Saskia Bultman was trained as a literary scholar and gender historian, and received her PhD from Radboud University Nijmegen in 2016. 

Her PhD research was at the intersection of history of science, gender and literature, and focused on practices of identity construction of 'delinquent' girls at the Dutch State Reform School for Girls (1905-1975), using pupils' case files as her main sources. Through studying the paper traces of the assessment techniques used by the reformatory staff and the pupils, she investigated the ways in which identities were constructed for and by the girls, studying the ways in which an 'inner self' emerged and the ways in which this was used to discipline these 'delinquent' girls. Her project focused on life writing ('delinquent' girls' autobiographies), the history of anthropometry (physical measurements), the history of psychology (Rorschach inkblot test reports and therapy reports) and the history of the self. 

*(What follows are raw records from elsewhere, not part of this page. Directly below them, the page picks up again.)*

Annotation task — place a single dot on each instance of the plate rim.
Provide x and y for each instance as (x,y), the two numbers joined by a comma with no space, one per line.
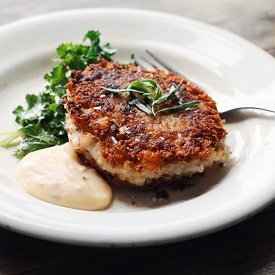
(123,242)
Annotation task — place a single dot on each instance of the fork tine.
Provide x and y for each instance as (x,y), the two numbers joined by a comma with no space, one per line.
(162,63)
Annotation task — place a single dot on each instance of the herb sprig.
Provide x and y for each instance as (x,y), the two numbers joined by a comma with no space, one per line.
(148,96)
(43,120)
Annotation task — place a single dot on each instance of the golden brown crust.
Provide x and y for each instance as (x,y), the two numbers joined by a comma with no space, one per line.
(128,135)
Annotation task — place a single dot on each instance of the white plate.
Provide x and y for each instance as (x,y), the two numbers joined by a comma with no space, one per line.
(230,69)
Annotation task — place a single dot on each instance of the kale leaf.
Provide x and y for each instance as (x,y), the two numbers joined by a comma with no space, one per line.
(43,120)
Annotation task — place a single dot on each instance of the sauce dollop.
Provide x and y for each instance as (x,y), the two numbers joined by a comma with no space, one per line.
(57,175)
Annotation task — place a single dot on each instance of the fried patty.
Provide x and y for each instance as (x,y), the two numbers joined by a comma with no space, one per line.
(131,147)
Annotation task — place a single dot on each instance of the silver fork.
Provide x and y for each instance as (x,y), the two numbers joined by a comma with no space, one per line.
(223,114)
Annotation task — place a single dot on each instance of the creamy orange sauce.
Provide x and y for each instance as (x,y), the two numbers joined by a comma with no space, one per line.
(56,175)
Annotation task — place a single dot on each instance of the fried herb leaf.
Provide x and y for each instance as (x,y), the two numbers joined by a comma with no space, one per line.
(148,96)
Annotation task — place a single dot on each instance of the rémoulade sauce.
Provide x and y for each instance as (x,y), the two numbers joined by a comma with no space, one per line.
(56,175)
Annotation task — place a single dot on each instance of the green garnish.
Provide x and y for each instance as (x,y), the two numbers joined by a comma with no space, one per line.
(43,120)
(147,95)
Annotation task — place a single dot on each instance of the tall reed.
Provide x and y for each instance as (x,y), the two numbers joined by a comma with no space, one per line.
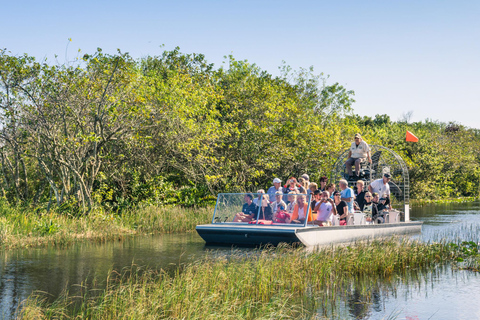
(22,228)
(280,283)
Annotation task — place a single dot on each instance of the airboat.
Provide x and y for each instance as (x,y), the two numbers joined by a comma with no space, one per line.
(263,230)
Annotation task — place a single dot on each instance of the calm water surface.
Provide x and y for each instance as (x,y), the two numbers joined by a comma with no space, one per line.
(442,294)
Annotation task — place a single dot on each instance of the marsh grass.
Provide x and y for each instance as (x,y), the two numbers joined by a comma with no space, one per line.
(274,283)
(23,228)
(422,202)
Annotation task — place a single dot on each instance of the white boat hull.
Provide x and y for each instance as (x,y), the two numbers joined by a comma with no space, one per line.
(245,234)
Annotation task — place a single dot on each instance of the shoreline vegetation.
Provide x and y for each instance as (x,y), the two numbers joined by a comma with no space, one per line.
(271,283)
(24,228)
(28,229)
(107,145)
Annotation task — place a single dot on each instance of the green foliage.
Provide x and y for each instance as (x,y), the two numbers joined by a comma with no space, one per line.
(171,129)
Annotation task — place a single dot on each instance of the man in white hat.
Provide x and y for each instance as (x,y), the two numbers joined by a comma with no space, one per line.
(359,152)
(277,186)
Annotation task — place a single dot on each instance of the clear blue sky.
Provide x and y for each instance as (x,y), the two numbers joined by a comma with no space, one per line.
(398,56)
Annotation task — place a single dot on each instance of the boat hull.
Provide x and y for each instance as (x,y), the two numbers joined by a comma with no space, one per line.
(235,234)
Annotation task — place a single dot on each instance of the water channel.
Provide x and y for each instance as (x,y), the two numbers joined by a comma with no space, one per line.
(440,294)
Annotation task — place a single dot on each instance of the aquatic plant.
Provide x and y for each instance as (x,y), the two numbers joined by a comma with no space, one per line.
(20,228)
(272,283)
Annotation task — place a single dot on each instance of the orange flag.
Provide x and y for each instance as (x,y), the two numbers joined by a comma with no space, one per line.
(411,137)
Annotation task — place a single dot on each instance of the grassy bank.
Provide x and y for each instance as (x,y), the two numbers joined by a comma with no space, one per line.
(269,284)
(422,202)
(22,228)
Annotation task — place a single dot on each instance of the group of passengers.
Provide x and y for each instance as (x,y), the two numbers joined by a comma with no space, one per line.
(288,203)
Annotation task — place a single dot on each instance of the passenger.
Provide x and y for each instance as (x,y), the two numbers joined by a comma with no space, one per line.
(326,210)
(278,203)
(266,210)
(331,189)
(306,178)
(360,195)
(359,151)
(346,194)
(323,184)
(277,186)
(258,200)
(370,208)
(292,201)
(380,202)
(311,188)
(300,211)
(249,210)
(291,187)
(341,207)
(381,186)
(302,186)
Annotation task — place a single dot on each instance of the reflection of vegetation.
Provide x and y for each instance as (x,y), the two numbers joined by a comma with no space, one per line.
(468,255)
(20,229)
(272,283)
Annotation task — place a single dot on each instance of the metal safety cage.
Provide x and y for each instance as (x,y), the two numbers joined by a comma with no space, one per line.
(384,160)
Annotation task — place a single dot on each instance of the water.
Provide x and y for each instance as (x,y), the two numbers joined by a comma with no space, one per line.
(442,294)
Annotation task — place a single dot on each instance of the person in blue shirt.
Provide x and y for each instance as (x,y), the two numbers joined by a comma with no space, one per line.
(277,186)
(346,194)
(249,210)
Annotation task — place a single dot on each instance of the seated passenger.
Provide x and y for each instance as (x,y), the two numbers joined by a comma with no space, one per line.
(249,210)
(341,207)
(277,186)
(292,201)
(311,188)
(325,210)
(360,195)
(380,202)
(370,208)
(290,187)
(302,185)
(331,189)
(323,183)
(266,210)
(317,197)
(275,205)
(260,193)
(300,211)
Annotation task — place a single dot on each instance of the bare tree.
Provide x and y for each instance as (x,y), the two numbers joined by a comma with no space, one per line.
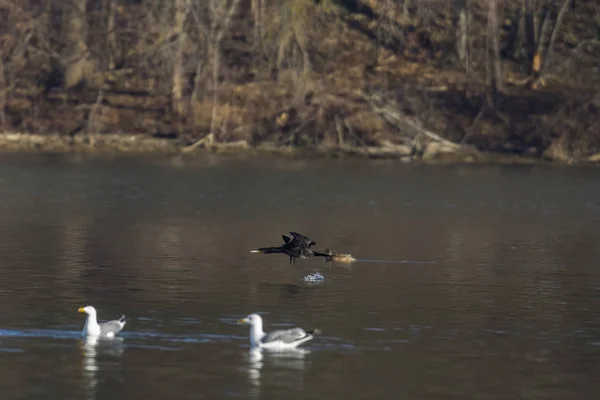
(493,61)
(75,56)
(182,8)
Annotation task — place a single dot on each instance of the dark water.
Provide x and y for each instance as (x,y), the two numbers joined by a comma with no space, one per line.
(504,302)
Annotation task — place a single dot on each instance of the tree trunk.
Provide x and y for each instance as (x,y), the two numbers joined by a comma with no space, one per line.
(222,13)
(3,90)
(493,62)
(258,12)
(557,26)
(111,35)
(530,33)
(178,78)
(75,57)
(461,22)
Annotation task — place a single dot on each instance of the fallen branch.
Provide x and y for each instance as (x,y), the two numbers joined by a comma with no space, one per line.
(405,123)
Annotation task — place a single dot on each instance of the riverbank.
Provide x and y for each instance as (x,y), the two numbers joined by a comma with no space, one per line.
(432,152)
(475,82)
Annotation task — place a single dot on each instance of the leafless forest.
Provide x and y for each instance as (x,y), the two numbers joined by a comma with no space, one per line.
(513,76)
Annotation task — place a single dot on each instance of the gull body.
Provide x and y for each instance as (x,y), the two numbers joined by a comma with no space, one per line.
(275,340)
(92,328)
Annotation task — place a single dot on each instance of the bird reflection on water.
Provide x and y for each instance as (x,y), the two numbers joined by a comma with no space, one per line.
(289,362)
(90,348)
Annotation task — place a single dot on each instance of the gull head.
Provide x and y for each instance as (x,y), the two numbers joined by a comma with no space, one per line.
(87,310)
(252,319)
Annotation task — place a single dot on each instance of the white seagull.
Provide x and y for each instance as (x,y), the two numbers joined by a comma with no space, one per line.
(280,339)
(104,329)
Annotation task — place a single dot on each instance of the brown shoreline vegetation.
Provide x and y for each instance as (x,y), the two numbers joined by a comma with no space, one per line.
(515,81)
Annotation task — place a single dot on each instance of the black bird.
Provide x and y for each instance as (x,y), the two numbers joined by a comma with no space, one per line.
(296,246)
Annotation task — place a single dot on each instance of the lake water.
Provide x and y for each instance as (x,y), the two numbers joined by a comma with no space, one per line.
(471,282)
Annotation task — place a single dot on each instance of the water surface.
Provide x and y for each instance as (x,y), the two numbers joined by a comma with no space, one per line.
(472,282)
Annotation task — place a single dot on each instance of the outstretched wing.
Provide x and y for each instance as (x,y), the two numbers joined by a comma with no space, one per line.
(303,239)
(286,336)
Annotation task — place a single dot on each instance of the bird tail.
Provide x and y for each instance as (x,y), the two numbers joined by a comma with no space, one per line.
(324,253)
(314,332)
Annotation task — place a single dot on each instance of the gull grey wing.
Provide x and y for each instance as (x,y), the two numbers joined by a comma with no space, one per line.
(286,336)
(113,327)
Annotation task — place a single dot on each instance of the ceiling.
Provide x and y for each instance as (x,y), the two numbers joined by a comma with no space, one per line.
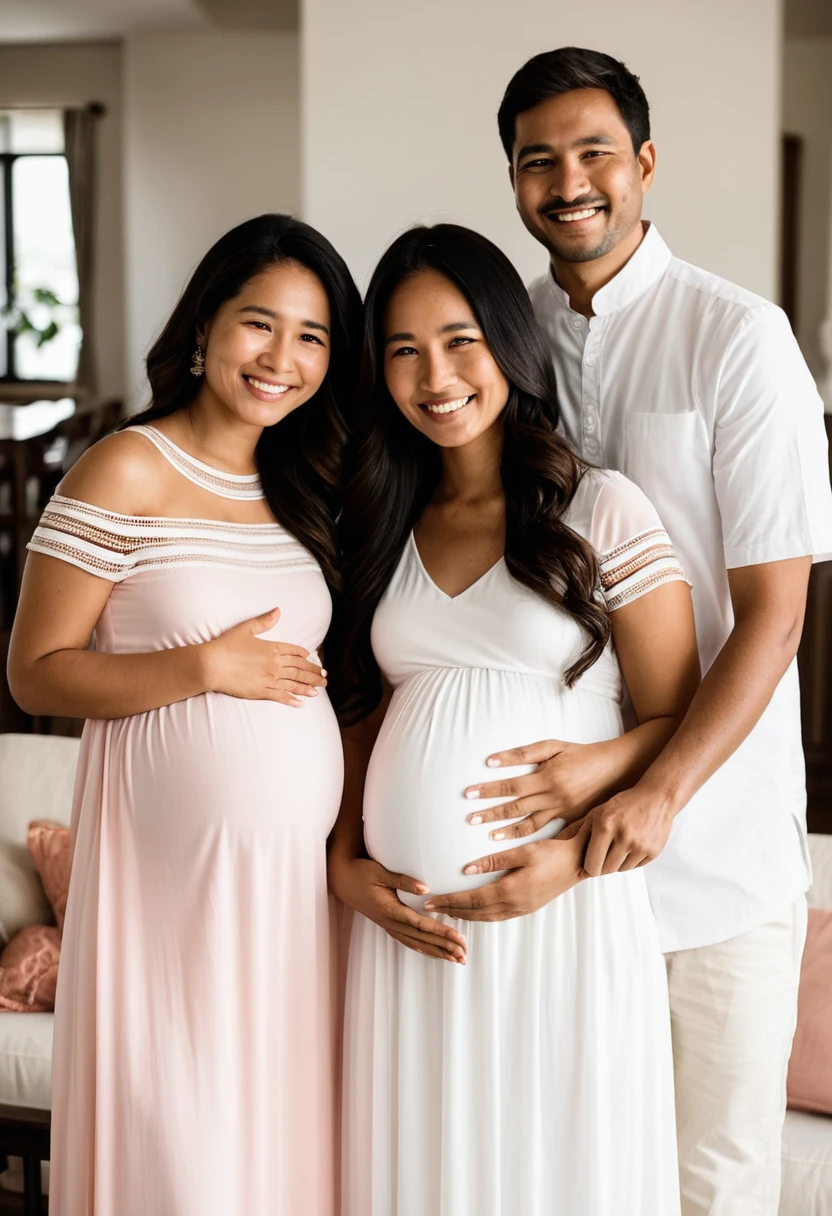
(49,21)
(52,21)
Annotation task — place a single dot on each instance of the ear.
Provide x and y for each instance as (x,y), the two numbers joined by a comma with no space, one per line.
(647,164)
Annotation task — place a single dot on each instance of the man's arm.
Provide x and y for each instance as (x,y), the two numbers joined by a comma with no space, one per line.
(769,604)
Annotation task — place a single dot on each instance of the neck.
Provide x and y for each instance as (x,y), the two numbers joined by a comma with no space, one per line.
(219,438)
(582,280)
(471,473)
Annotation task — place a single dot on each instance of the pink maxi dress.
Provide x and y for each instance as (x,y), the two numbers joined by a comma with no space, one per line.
(194,1065)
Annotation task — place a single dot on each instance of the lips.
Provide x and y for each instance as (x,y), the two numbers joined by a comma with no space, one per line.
(268,388)
(439,409)
(574,214)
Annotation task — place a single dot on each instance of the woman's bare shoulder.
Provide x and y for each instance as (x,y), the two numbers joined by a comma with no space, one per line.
(123,472)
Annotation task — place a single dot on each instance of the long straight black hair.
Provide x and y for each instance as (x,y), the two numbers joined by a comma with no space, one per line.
(301,459)
(393,468)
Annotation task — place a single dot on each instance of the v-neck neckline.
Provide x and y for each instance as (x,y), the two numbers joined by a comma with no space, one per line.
(436,585)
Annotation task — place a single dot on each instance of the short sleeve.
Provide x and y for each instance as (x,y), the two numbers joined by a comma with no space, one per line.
(770,450)
(96,541)
(634,550)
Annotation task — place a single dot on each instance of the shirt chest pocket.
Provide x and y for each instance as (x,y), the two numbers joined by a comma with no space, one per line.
(668,455)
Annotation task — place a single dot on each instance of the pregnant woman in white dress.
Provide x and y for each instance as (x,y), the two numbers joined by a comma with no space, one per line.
(485,573)
(195,1037)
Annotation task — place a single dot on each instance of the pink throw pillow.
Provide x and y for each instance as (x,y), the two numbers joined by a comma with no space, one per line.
(28,969)
(50,850)
(810,1068)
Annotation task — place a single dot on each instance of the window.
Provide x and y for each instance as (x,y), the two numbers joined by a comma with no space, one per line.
(40,335)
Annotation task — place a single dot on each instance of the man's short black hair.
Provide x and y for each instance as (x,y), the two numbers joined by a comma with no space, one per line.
(572,67)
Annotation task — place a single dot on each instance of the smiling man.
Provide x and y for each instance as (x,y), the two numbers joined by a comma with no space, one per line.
(695,389)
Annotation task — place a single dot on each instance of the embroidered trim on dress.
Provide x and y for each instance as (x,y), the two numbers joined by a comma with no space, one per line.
(226,485)
(637,566)
(672,574)
(117,546)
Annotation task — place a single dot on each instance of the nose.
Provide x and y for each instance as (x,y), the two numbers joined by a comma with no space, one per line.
(437,372)
(279,354)
(571,179)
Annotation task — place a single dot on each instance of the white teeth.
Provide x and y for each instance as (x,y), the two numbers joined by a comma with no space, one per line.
(264,387)
(448,406)
(568,217)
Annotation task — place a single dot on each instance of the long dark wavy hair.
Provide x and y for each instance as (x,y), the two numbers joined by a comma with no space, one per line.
(301,459)
(394,469)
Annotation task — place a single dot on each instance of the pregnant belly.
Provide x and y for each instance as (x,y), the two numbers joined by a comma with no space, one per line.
(438,732)
(251,770)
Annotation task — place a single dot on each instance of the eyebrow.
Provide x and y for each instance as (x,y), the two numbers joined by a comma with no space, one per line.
(451,327)
(585,141)
(274,316)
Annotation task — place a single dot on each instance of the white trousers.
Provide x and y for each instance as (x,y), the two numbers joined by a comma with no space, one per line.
(732,1013)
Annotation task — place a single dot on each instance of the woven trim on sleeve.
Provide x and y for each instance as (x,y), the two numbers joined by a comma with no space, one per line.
(639,566)
(114,546)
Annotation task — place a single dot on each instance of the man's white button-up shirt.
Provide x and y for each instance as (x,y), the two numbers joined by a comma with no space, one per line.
(696,389)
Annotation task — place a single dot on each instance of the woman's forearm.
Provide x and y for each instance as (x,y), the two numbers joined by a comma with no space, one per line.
(88,684)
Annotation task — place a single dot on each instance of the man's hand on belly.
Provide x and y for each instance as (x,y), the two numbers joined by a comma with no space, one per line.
(569,778)
(627,832)
(537,874)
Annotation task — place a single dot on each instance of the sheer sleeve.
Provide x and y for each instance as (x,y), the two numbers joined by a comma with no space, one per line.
(96,541)
(634,550)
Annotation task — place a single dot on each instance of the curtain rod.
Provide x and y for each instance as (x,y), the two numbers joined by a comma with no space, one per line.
(96,108)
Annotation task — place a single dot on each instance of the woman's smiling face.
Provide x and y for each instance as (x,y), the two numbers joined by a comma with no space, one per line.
(438,367)
(268,349)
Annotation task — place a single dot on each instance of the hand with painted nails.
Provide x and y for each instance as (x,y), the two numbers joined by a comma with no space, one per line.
(537,874)
(363,884)
(240,663)
(568,780)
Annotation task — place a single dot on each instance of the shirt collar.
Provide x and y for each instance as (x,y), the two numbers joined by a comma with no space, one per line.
(645,268)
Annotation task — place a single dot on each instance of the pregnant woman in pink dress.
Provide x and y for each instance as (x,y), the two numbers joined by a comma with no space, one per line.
(487,573)
(176,596)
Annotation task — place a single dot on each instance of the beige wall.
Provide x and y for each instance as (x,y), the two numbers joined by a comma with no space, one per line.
(211,124)
(72,74)
(808,113)
(398,119)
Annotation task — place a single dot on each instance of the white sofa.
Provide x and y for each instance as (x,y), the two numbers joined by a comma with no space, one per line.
(37,776)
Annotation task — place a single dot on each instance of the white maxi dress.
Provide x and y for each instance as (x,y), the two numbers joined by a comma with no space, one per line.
(538,1079)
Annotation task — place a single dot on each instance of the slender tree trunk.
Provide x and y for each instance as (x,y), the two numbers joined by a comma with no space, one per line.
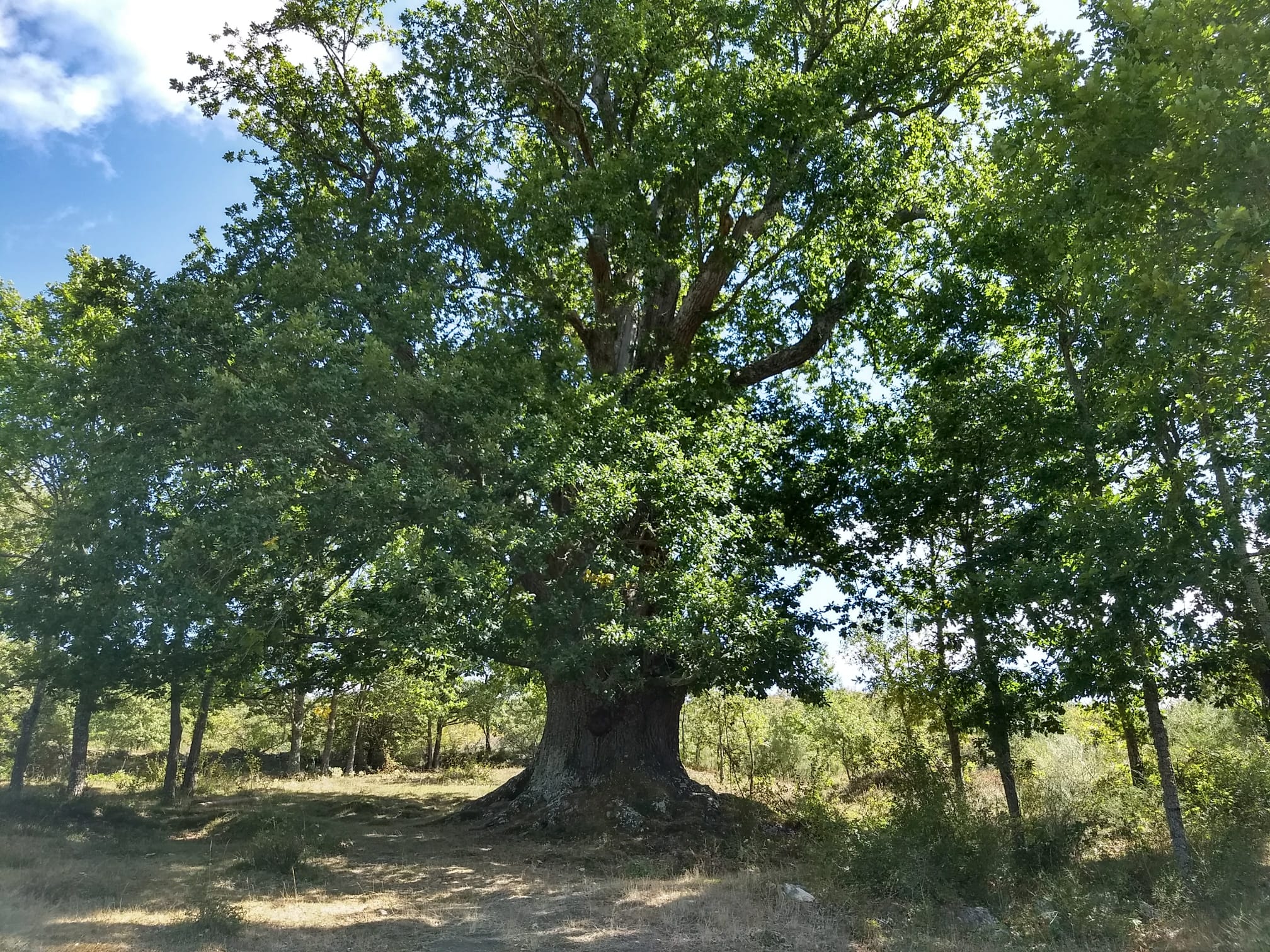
(1167,779)
(84,706)
(331,737)
(954,734)
(1130,729)
(190,779)
(998,722)
(174,733)
(436,744)
(355,735)
(26,735)
(297,730)
(1239,536)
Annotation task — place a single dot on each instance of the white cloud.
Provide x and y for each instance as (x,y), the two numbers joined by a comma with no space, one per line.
(67,65)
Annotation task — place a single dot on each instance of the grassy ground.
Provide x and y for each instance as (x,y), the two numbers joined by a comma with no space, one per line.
(365,863)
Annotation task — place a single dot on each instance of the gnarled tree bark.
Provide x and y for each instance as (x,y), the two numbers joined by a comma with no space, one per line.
(605,758)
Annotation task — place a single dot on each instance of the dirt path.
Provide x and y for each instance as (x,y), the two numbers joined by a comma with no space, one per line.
(380,873)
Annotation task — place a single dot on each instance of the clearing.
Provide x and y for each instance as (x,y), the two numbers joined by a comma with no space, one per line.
(379,868)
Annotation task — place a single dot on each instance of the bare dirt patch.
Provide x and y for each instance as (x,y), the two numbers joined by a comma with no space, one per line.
(381,864)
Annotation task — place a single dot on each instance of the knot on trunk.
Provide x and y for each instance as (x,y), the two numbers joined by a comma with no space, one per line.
(602,720)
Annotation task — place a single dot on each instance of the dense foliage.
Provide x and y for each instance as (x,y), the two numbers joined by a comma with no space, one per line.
(552,365)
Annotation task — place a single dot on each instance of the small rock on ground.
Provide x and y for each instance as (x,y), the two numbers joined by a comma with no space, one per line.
(977,915)
(797,893)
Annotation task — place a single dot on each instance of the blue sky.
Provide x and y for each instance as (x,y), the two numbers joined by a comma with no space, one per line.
(97,150)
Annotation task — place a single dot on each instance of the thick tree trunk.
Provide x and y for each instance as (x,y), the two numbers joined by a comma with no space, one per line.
(297,730)
(84,707)
(355,735)
(1167,781)
(331,737)
(1132,747)
(190,779)
(606,761)
(174,734)
(26,735)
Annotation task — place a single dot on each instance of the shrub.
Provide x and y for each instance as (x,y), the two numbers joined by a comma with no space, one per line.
(216,915)
(275,843)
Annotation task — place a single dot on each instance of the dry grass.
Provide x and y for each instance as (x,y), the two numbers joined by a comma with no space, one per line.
(387,876)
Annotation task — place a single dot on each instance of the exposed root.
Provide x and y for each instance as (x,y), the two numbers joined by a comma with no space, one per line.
(630,805)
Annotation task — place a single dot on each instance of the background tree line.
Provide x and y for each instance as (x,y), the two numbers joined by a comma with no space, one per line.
(566,352)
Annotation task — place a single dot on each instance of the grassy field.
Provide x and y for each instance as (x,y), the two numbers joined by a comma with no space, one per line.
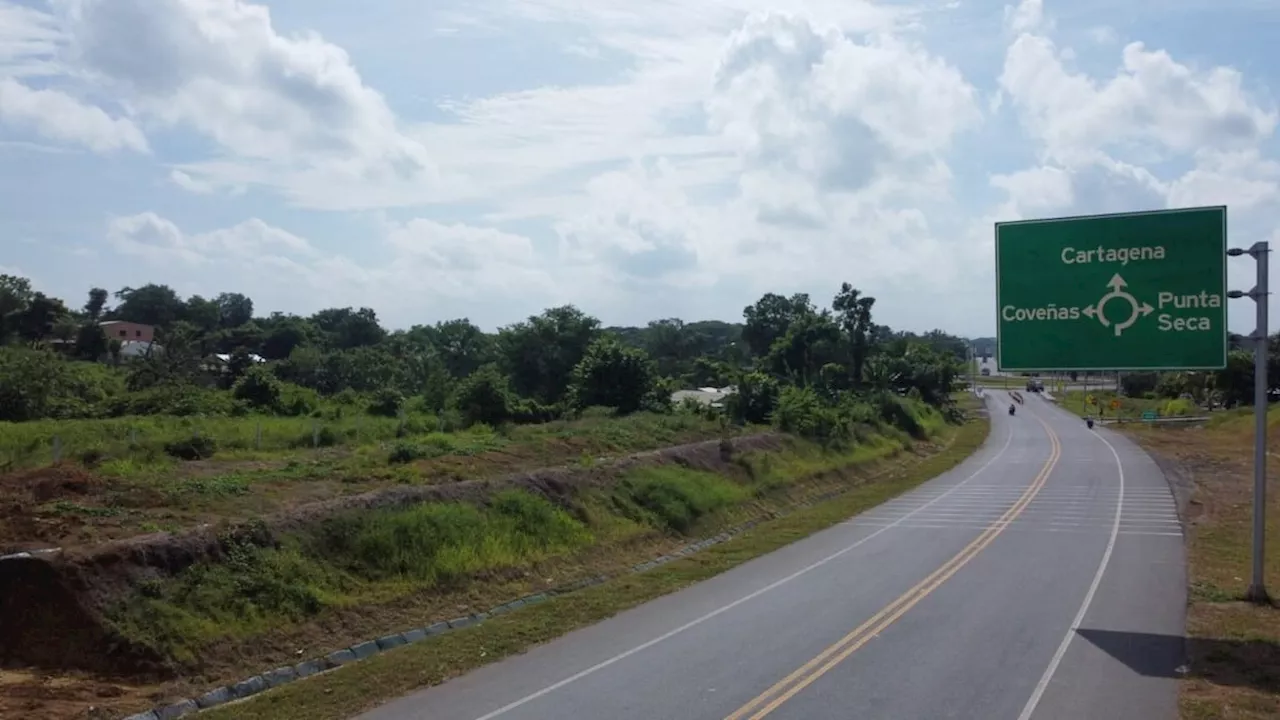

Since the start of her PhD research in 2010, she has taught a wide variety of undergraduate and graduate classes on history, gender and literature at Radboud University Nijmegen and the University of Leiden. Following her PhD, she worked as postdoc in history at the University of Leiden, and from 2017-2019 she worked as lecturer at the Arts and Cultural Studies department of Radboud University Nijmegen, teaching literature and the history of the arts. 

As a researcher, Saskia has worked in a variety of scholarly research projects commissioned by the Dutch government over the last few years: a research project on violence in youth care, 1945-2019 (Commissie-de Winter), a study on LGBT labour discrimination by the Dutch government, 1945-1971 (Verwey-Jonker Instituut), and, recently, in a project on birth mothers and adoption in the Netherlands, 1956-1984 (Research and Documentation Centre of the Ministry of Justice and Security/WODC; Verwey-Jonker Instituut).